Dr. Fein: [3:54] The Bible then became a replacement for the destroyed ancient Temple in Jerusalem.
Dr. Harris: [3:59] And that explains also the references we see to architectural forms, thinking back to the architecture of the Temple in Jerusalem. We’ve talked about the Islamic influences that we’re seeing, but there are also broadly European Christian influences that we could identify as Gothic, which is the name art historians usually give to this period in art history.
Dr. Fein: [4:21] At the opening of this Bible, we see preparatory pages that have painted and illuminated borders in gold with vine scrolls and flowers and alternating pink and blue sections with white detail and ornament. The styles and the techniques and especially the color palette are indebted to a Gothic manuscript tradition.
Dr. Harris: [4:46] So here we are in the 14th century, less than two centuries away from the expulsion of the Jews from the Iberian Peninsula in 1492.
Dr. Fein: [4:54] We see in the 14th century that the Iberian Peninsula, like the rest of Europe, was suffering from the Black Death, and about a third of the population was wiped out. The Jewish community became an easy scapegoat to blame for this pandemic.
[5:12] At the same time, we see at the end of the 14th century a series of anti-Jewish riots. The environment in which this Bible was produced was especially fraught for the Jewish community.
Dr. Harris: [5:24] This Bible doesn’t remain in Spain.

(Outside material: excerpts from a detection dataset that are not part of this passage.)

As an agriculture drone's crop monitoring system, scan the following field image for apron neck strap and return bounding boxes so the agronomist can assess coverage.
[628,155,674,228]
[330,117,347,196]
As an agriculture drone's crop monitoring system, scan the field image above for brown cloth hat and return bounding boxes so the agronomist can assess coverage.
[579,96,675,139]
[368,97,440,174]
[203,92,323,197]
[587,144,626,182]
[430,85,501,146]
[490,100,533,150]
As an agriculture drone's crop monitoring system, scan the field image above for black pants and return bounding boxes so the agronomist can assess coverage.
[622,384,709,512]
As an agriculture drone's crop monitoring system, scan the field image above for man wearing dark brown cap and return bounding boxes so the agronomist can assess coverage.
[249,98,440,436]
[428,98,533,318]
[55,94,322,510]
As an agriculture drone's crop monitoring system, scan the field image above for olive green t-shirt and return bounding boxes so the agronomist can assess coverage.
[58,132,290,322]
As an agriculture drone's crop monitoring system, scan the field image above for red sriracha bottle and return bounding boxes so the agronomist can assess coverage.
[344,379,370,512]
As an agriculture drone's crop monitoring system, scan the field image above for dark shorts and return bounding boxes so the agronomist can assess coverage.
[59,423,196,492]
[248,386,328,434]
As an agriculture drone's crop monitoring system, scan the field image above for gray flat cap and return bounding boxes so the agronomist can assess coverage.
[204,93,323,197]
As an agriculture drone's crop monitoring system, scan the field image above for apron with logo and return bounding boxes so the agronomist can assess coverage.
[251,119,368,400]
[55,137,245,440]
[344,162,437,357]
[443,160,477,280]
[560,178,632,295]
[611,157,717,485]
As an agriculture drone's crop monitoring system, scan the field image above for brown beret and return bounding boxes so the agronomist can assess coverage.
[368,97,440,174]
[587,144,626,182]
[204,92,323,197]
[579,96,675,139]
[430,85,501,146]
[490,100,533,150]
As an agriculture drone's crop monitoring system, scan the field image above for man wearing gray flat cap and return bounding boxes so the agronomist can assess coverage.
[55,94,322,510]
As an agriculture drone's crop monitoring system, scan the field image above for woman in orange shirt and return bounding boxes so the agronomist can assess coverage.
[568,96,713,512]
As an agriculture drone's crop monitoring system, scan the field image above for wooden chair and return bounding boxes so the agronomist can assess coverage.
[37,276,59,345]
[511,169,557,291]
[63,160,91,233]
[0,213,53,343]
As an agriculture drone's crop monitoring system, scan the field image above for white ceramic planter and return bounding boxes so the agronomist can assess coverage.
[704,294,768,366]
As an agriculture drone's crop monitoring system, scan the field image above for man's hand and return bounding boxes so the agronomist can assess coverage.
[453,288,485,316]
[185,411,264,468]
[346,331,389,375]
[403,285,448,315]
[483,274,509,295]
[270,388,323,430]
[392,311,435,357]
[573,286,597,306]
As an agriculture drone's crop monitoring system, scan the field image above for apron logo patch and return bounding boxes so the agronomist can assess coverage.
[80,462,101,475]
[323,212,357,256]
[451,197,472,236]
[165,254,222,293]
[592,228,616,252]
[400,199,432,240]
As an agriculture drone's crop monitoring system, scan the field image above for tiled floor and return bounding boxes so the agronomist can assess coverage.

Dr. Fein: [5:27] In 1492, when the Jews were expelled from Spain, some moved south into North Africa, some looked for opportunities in Europe, but many Jews crossed the Mediterranean Sea towards the Ottoman Empire, where they hoped to have a better life under this new Muslim dynasty. And in fact, they did.
[5:49] The contract of sale of this Bible is included in the first folio of the manuscript. It tells us that this Bible was sold by the widow of Moses Abulafia in Thessaloniki, which was part of the Ottoman Empire.
[6:03] We know that this Bible made the long and arduous journey to the Ottoman Empire, where it eventually came into the hands of a leading rabbi and scholar who led a Jewish academy in Thessaloniki. This book tells this incredible story of how the Jewish community defined their place within this complex multi-confessional landscape.